I’m getting dozens of views a day.

That’s fantastic. That’s amazing.

Nobody is giving me feedback. (Well 3 of you are).

Without feedback, negative or positive, I have no idea where I stand. I don’t know if I’m entertaining or boring. Poignant or simply capable.

Or maybe not even that..

But, maybe I don’t need more. I don’t need to hear more feedback. I should be content with my fan base.

I’m afraid of the negative feedback, afraid that it will persuade me to give up or something. I’m already incredibly intimidated with sharing any writing I do.

Even more so when I look at the writing of other people I admire. Looking at the word play, the flow, the weaving in and out of large words and concepts and it scares me. It makes me want to hide under a blanket and never come out. It makes me want to throw everything I’ve ever written of of a skyscraper and watch my ideas poetically float away.

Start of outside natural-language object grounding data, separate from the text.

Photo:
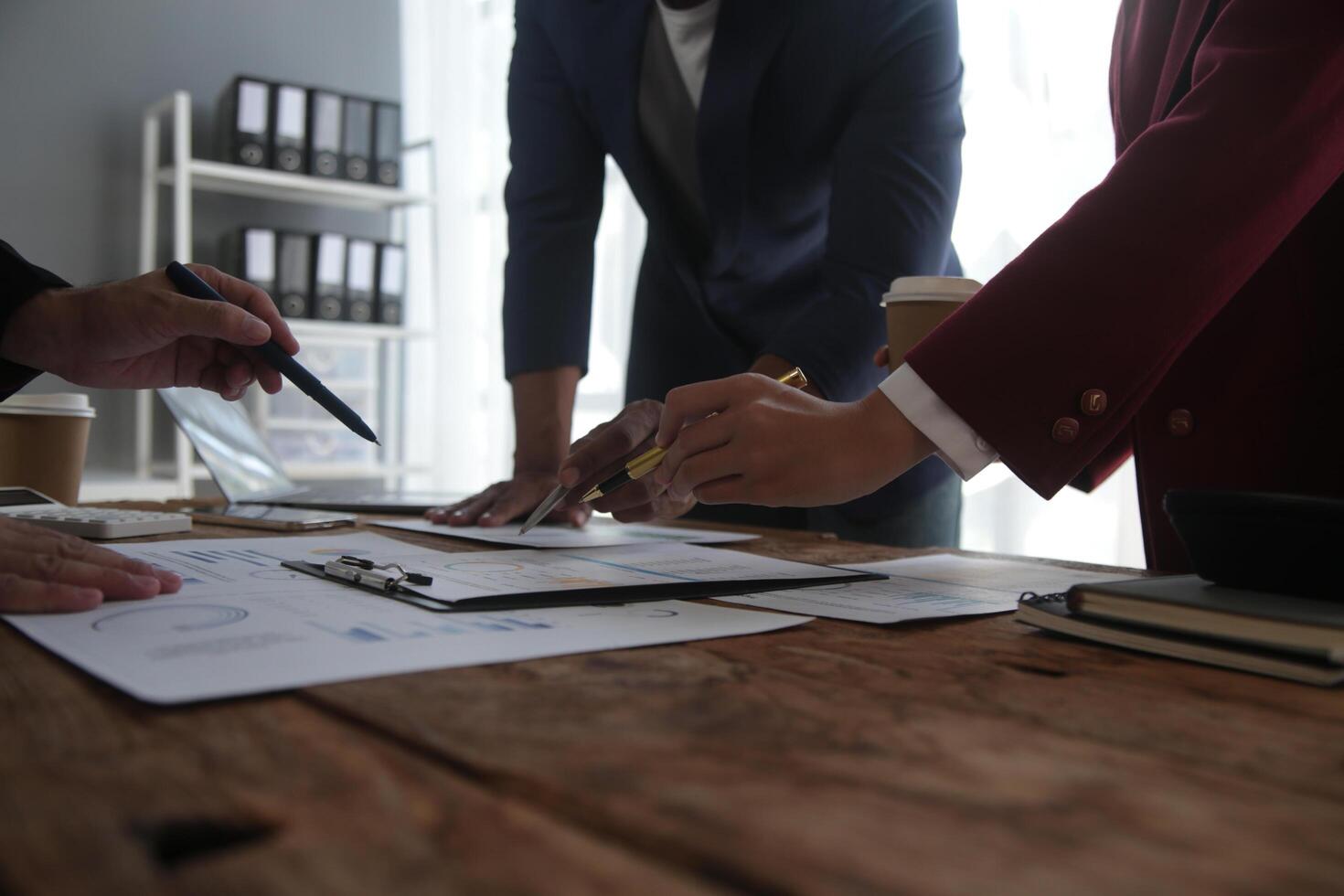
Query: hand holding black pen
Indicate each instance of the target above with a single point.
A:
(191, 285)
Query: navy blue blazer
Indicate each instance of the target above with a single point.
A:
(828, 143)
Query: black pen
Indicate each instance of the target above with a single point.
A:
(191, 285)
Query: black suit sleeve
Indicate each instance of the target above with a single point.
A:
(19, 281)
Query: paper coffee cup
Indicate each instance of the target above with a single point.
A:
(43, 440)
(915, 305)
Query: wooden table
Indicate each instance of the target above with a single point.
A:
(971, 755)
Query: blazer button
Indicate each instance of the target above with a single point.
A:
(1180, 423)
(1093, 403)
(1064, 430)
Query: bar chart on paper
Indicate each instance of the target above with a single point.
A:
(245, 624)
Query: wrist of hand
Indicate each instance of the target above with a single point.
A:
(889, 443)
(31, 329)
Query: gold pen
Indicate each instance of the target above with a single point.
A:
(651, 460)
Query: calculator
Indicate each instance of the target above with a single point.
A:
(37, 508)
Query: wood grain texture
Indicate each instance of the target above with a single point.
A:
(100, 795)
(834, 758)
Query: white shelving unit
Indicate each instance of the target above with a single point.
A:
(185, 176)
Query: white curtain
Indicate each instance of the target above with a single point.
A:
(1038, 137)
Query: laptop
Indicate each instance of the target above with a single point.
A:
(248, 472)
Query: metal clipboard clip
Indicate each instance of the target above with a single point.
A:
(379, 577)
(388, 579)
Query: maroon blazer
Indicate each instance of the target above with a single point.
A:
(1189, 309)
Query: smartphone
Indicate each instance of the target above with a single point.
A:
(265, 516)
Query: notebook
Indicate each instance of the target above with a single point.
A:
(1051, 613)
(1191, 604)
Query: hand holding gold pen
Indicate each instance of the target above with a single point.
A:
(635, 469)
(651, 460)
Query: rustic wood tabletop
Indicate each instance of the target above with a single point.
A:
(969, 755)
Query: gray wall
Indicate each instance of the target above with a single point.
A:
(74, 80)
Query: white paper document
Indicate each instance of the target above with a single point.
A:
(527, 571)
(245, 624)
(928, 587)
(597, 534)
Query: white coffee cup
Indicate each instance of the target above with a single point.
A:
(43, 441)
(917, 305)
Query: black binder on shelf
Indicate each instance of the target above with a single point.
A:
(328, 277)
(325, 133)
(243, 123)
(359, 281)
(391, 283)
(293, 274)
(251, 252)
(289, 128)
(388, 144)
(357, 137)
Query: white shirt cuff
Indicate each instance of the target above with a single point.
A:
(958, 445)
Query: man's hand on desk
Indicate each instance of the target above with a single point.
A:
(45, 571)
(507, 501)
(142, 334)
(605, 450)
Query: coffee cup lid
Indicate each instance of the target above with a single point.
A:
(54, 404)
(923, 289)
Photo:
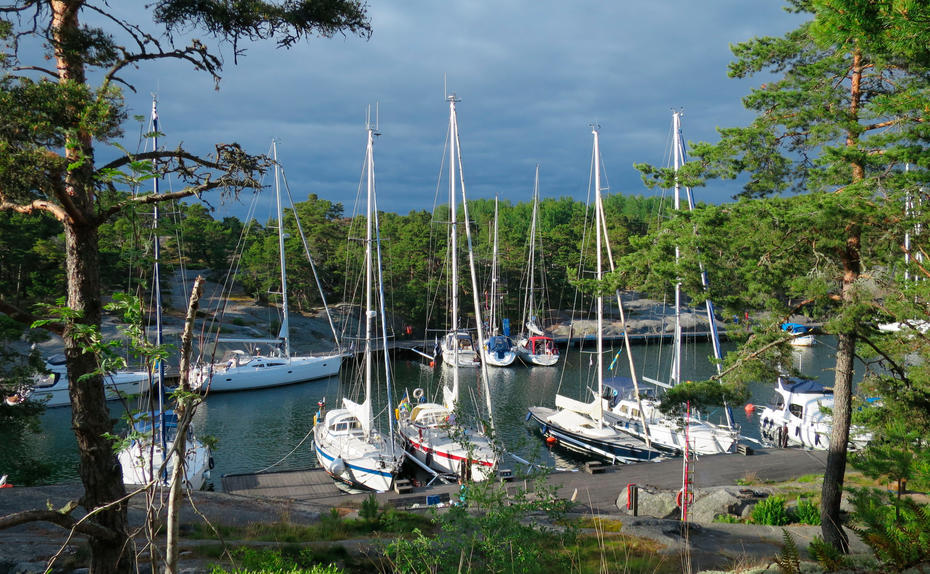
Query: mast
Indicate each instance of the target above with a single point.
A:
(705, 283)
(369, 311)
(600, 300)
(530, 301)
(453, 245)
(492, 319)
(676, 359)
(159, 335)
(284, 332)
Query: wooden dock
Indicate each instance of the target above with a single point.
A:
(597, 492)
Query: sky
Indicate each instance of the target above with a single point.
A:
(532, 75)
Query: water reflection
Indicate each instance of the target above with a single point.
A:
(257, 429)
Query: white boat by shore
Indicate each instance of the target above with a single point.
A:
(241, 371)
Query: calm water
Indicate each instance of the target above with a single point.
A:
(256, 430)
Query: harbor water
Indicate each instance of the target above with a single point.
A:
(271, 429)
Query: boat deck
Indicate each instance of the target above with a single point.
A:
(598, 492)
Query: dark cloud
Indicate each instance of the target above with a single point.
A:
(532, 75)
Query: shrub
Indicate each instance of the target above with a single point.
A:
(807, 512)
(771, 512)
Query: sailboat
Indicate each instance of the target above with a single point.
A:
(52, 387)
(347, 444)
(639, 414)
(582, 426)
(535, 347)
(240, 370)
(499, 348)
(148, 457)
(430, 430)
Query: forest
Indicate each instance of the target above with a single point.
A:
(32, 270)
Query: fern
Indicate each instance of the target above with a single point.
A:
(827, 556)
(789, 561)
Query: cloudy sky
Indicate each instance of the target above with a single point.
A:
(531, 76)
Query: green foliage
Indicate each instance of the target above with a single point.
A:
(827, 556)
(771, 511)
(274, 561)
(369, 510)
(896, 529)
(489, 534)
(788, 560)
(806, 512)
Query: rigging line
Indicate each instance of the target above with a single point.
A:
(303, 240)
(302, 441)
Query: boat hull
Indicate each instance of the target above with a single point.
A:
(54, 391)
(264, 372)
(360, 466)
(568, 429)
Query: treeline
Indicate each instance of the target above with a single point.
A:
(414, 248)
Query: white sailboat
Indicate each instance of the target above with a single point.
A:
(798, 415)
(640, 415)
(347, 444)
(148, 457)
(52, 388)
(534, 347)
(430, 430)
(240, 371)
(578, 425)
(499, 348)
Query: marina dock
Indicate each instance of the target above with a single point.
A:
(598, 492)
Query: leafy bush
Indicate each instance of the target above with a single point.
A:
(897, 530)
(807, 512)
(789, 560)
(267, 561)
(827, 556)
(771, 511)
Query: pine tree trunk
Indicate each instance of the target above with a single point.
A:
(832, 492)
(99, 469)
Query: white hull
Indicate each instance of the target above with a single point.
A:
(671, 434)
(797, 419)
(539, 360)
(351, 458)
(262, 372)
(466, 359)
(541, 354)
(495, 359)
(447, 448)
(803, 341)
(54, 388)
(141, 460)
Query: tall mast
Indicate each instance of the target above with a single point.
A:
(600, 299)
(676, 359)
(705, 283)
(474, 282)
(284, 333)
(492, 324)
(453, 245)
(369, 311)
(156, 254)
(530, 301)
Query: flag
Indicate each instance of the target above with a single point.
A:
(404, 403)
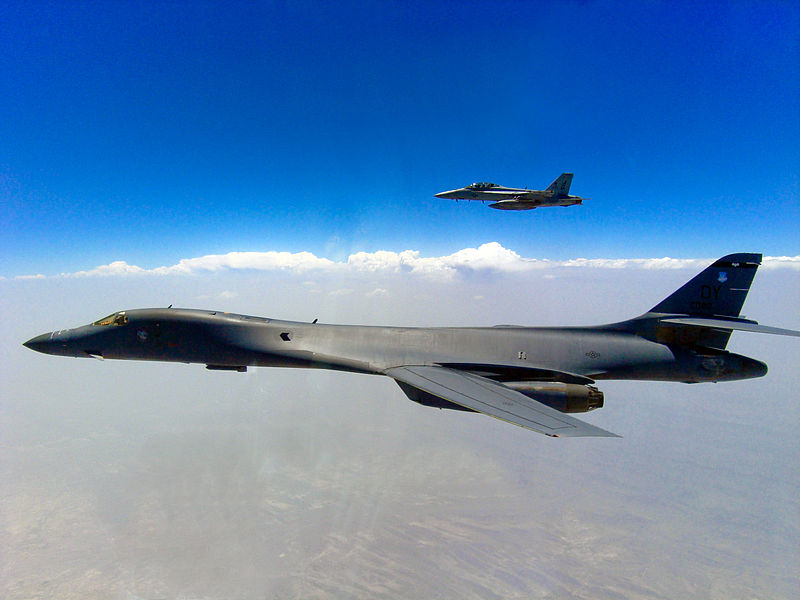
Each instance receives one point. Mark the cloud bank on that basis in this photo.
(491, 256)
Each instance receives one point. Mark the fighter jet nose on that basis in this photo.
(40, 343)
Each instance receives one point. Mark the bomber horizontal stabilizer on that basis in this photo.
(731, 325)
(494, 399)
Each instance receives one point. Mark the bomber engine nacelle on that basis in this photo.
(564, 397)
(512, 205)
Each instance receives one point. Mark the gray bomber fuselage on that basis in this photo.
(504, 353)
(529, 376)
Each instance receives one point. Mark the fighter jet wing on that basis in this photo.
(488, 397)
(731, 325)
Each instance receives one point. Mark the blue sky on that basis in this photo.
(152, 132)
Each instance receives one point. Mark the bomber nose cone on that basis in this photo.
(40, 343)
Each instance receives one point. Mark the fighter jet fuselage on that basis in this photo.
(505, 198)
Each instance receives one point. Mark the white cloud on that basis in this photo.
(488, 257)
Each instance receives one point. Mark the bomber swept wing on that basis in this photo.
(494, 399)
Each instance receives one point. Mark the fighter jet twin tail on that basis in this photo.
(504, 198)
(527, 376)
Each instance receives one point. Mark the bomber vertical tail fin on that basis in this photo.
(561, 185)
(719, 290)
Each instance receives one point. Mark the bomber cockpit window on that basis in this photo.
(119, 318)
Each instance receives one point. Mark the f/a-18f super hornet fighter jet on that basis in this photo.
(527, 376)
(504, 198)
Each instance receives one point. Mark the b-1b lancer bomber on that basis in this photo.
(528, 376)
(503, 198)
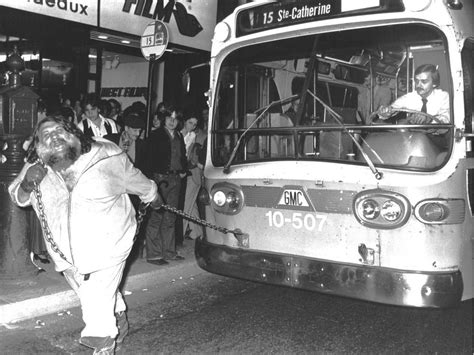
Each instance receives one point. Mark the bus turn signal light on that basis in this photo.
(441, 211)
(381, 209)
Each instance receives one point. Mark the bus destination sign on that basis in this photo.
(290, 12)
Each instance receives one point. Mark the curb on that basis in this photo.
(39, 306)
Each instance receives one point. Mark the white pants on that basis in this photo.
(100, 299)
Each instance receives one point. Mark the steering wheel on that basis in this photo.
(395, 111)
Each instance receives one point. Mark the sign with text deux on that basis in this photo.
(83, 11)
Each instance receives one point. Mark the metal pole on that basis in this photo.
(149, 117)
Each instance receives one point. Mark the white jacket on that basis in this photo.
(94, 224)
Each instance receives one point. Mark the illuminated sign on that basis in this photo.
(291, 12)
(190, 22)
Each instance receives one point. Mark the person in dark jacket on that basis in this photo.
(164, 161)
(129, 139)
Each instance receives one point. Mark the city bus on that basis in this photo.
(327, 195)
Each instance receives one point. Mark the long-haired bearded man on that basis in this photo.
(83, 186)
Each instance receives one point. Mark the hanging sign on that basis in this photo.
(154, 40)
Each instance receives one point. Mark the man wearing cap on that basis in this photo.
(128, 139)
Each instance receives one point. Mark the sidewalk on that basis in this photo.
(48, 292)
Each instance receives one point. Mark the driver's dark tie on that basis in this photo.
(423, 108)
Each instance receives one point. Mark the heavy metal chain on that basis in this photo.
(47, 232)
(241, 237)
(44, 224)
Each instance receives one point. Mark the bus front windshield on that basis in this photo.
(343, 97)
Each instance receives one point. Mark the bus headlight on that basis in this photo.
(391, 210)
(219, 198)
(381, 209)
(369, 209)
(227, 198)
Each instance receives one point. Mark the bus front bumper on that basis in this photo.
(377, 284)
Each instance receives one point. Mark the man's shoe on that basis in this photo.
(177, 257)
(157, 261)
(122, 325)
(101, 345)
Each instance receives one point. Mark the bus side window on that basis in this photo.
(467, 60)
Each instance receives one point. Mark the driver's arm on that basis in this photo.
(385, 112)
(443, 111)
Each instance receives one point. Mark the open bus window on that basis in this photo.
(326, 99)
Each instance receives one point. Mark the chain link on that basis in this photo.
(142, 210)
(44, 224)
(196, 219)
(242, 238)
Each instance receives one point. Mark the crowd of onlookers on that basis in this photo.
(170, 151)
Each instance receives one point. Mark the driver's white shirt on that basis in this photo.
(437, 103)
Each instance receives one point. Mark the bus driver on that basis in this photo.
(427, 98)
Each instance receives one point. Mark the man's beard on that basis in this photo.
(63, 159)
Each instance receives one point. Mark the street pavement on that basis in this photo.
(47, 292)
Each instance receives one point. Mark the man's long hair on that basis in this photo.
(86, 142)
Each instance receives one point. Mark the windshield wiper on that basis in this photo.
(378, 175)
(263, 110)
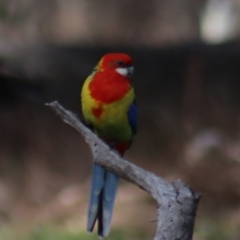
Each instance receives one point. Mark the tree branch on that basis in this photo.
(177, 203)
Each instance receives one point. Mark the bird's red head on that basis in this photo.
(119, 62)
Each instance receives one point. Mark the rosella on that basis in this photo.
(109, 109)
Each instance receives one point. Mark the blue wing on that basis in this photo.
(132, 117)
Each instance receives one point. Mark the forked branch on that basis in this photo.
(177, 203)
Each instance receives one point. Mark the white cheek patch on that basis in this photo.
(122, 71)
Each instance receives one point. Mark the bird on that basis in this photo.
(109, 109)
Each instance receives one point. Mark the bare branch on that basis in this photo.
(177, 203)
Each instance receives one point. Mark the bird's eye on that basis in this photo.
(120, 63)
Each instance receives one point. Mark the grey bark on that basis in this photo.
(176, 202)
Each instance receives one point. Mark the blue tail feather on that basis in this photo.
(102, 196)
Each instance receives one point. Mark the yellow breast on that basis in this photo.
(109, 120)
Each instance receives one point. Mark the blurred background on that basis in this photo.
(187, 79)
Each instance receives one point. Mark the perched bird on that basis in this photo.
(109, 109)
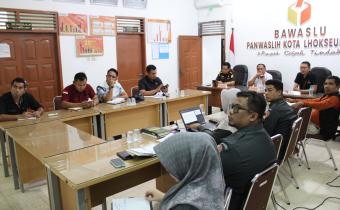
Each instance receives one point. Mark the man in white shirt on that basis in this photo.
(111, 88)
(260, 78)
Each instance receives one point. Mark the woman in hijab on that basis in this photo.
(192, 159)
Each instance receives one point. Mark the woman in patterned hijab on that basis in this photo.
(193, 160)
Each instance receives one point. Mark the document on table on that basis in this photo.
(130, 204)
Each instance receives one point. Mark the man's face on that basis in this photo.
(80, 85)
(18, 89)
(272, 94)
(261, 70)
(111, 78)
(225, 69)
(304, 69)
(240, 116)
(330, 86)
(152, 74)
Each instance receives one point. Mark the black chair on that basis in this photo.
(321, 73)
(276, 74)
(241, 75)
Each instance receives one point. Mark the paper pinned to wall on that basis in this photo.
(5, 50)
(160, 51)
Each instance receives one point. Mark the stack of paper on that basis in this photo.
(143, 151)
(116, 101)
(130, 204)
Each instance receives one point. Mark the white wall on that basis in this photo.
(182, 14)
(257, 20)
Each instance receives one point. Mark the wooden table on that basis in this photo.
(121, 118)
(84, 120)
(84, 178)
(215, 96)
(30, 144)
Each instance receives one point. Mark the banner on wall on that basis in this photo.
(73, 24)
(160, 51)
(89, 46)
(102, 26)
(158, 31)
(300, 38)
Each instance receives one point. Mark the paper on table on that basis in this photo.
(130, 204)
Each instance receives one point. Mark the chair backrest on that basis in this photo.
(277, 141)
(228, 96)
(276, 74)
(134, 90)
(241, 74)
(261, 189)
(321, 73)
(294, 135)
(305, 113)
(57, 102)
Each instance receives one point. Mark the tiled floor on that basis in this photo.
(313, 188)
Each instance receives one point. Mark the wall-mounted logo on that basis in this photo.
(299, 13)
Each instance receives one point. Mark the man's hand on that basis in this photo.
(194, 126)
(297, 105)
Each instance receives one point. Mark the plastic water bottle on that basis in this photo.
(310, 92)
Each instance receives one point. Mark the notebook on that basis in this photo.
(194, 115)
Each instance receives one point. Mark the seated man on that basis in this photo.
(249, 150)
(226, 75)
(280, 116)
(151, 84)
(18, 103)
(260, 78)
(111, 88)
(79, 94)
(325, 110)
(304, 79)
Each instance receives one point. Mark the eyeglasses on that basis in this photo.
(111, 76)
(235, 108)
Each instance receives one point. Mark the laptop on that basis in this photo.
(194, 115)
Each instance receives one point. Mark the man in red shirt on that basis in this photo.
(325, 110)
(79, 94)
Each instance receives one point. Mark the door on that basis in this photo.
(190, 61)
(33, 57)
(130, 59)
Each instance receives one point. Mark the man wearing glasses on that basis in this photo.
(111, 88)
(304, 79)
(249, 150)
(280, 116)
(18, 103)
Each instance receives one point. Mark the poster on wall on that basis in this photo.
(160, 51)
(73, 24)
(89, 46)
(102, 26)
(158, 31)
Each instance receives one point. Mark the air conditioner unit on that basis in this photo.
(211, 3)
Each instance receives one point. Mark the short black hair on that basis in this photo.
(19, 80)
(113, 70)
(226, 64)
(256, 102)
(261, 64)
(336, 79)
(278, 85)
(307, 63)
(80, 76)
(150, 68)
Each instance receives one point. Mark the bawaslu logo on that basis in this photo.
(305, 39)
(300, 12)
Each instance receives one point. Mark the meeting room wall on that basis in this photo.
(182, 14)
(267, 21)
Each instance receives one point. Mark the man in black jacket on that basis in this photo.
(280, 116)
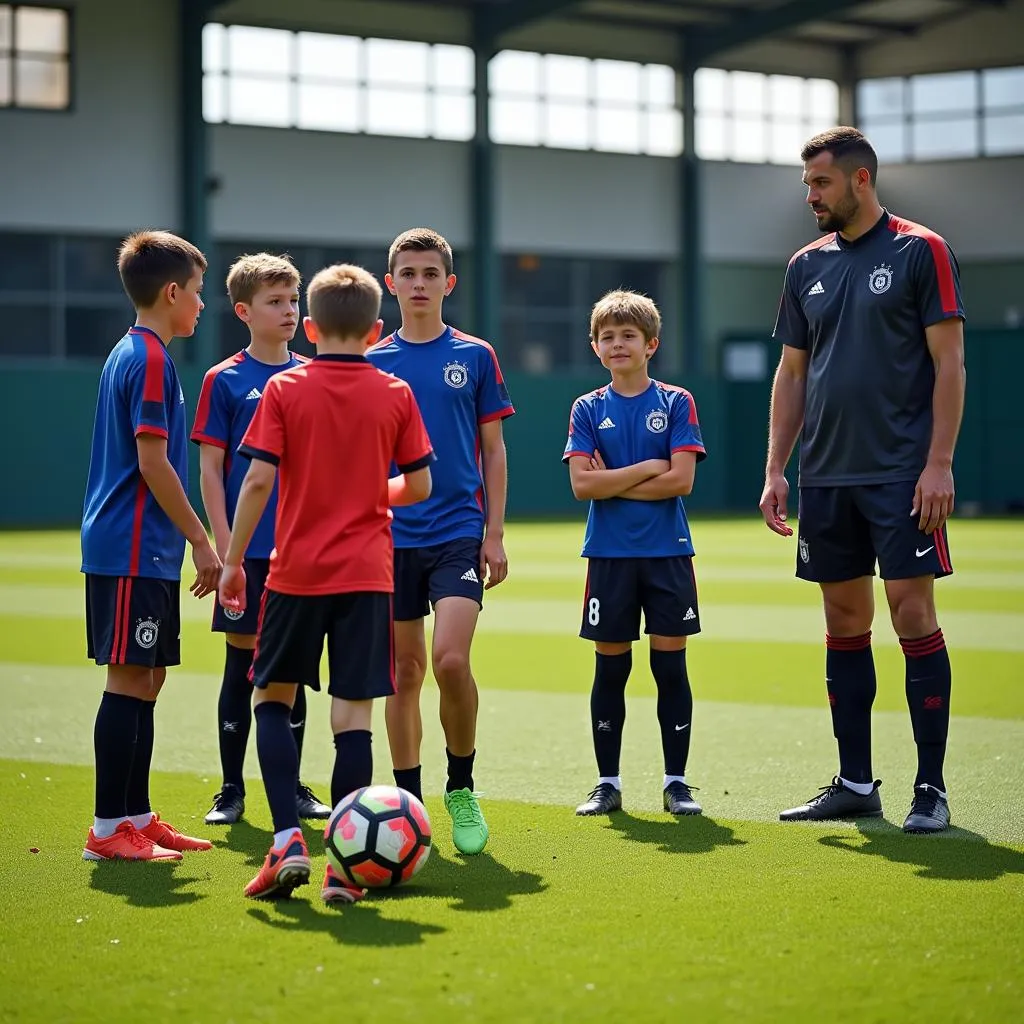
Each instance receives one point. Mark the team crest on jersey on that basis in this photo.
(657, 421)
(881, 279)
(146, 631)
(456, 374)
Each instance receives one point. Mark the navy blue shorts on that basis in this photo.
(424, 576)
(245, 623)
(133, 621)
(844, 530)
(359, 642)
(619, 589)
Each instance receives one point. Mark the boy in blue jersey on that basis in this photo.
(449, 549)
(632, 453)
(134, 526)
(264, 293)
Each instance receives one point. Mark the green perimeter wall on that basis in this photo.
(46, 417)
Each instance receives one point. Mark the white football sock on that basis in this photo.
(861, 788)
(105, 827)
(280, 839)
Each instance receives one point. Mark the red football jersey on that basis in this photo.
(334, 427)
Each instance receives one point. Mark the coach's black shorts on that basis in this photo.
(424, 576)
(245, 623)
(133, 621)
(359, 642)
(843, 531)
(617, 589)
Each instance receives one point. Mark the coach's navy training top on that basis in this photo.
(653, 425)
(124, 530)
(458, 385)
(861, 307)
(226, 404)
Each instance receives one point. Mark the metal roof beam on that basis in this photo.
(702, 46)
(504, 17)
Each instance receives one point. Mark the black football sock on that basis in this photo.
(279, 762)
(299, 719)
(235, 714)
(460, 772)
(411, 780)
(114, 743)
(929, 684)
(851, 685)
(607, 709)
(137, 794)
(675, 707)
(353, 763)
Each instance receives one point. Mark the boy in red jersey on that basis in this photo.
(134, 526)
(333, 427)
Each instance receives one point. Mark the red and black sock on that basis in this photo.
(929, 682)
(850, 679)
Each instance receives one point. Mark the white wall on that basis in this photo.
(109, 164)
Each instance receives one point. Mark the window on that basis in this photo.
(34, 57)
(60, 297)
(961, 115)
(753, 118)
(546, 304)
(571, 102)
(325, 82)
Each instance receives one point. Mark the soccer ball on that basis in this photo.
(378, 836)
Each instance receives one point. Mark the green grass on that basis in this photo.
(732, 915)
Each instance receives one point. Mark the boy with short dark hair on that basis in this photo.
(449, 549)
(264, 294)
(333, 426)
(632, 453)
(135, 521)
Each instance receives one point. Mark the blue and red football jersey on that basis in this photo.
(458, 385)
(124, 530)
(628, 430)
(226, 404)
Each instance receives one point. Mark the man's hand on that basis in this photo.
(774, 501)
(933, 498)
(207, 563)
(494, 561)
(231, 592)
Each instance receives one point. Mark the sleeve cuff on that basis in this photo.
(248, 452)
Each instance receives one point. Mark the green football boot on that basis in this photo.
(469, 830)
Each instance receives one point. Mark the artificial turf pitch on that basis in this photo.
(637, 916)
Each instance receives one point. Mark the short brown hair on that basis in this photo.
(147, 261)
(252, 270)
(849, 147)
(344, 301)
(621, 307)
(421, 240)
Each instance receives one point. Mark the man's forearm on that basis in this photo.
(947, 412)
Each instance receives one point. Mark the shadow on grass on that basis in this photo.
(955, 854)
(477, 884)
(143, 885)
(358, 925)
(688, 834)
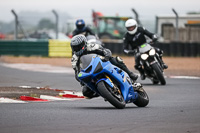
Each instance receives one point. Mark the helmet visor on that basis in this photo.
(131, 28)
(77, 48)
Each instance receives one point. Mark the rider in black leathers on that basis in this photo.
(82, 29)
(135, 37)
(80, 47)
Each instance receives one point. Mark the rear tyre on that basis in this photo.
(159, 74)
(143, 99)
(115, 98)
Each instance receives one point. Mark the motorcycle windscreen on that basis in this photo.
(85, 60)
(144, 48)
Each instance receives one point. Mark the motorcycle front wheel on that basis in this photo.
(143, 99)
(112, 96)
(158, 73)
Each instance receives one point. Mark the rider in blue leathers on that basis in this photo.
(80, 47)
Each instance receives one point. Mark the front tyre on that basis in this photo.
(113, 97)
(158, 73)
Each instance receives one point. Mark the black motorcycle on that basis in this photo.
(152, 64)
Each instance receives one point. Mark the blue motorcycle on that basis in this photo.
(110, 82)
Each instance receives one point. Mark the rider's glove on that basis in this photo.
(107, 54)
(154, 38)
(132, 52)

It’s crazy for me to be intimidated or afraid. I know this, and yet… Ugh..

I feel I’ve been neglecting this, not writing as well, or as often, as I should. This should change after Wednesday, when my headspace will be cleared and ready.. Once I get this final project out of my head.

From that point I have roughly 40 days to work on creative projects for me, before I have to return my fractured brain to my extra pressured school fractured mindset.

I should add, the WordPress App for iPhone? INCREDIBLY frustrating to use.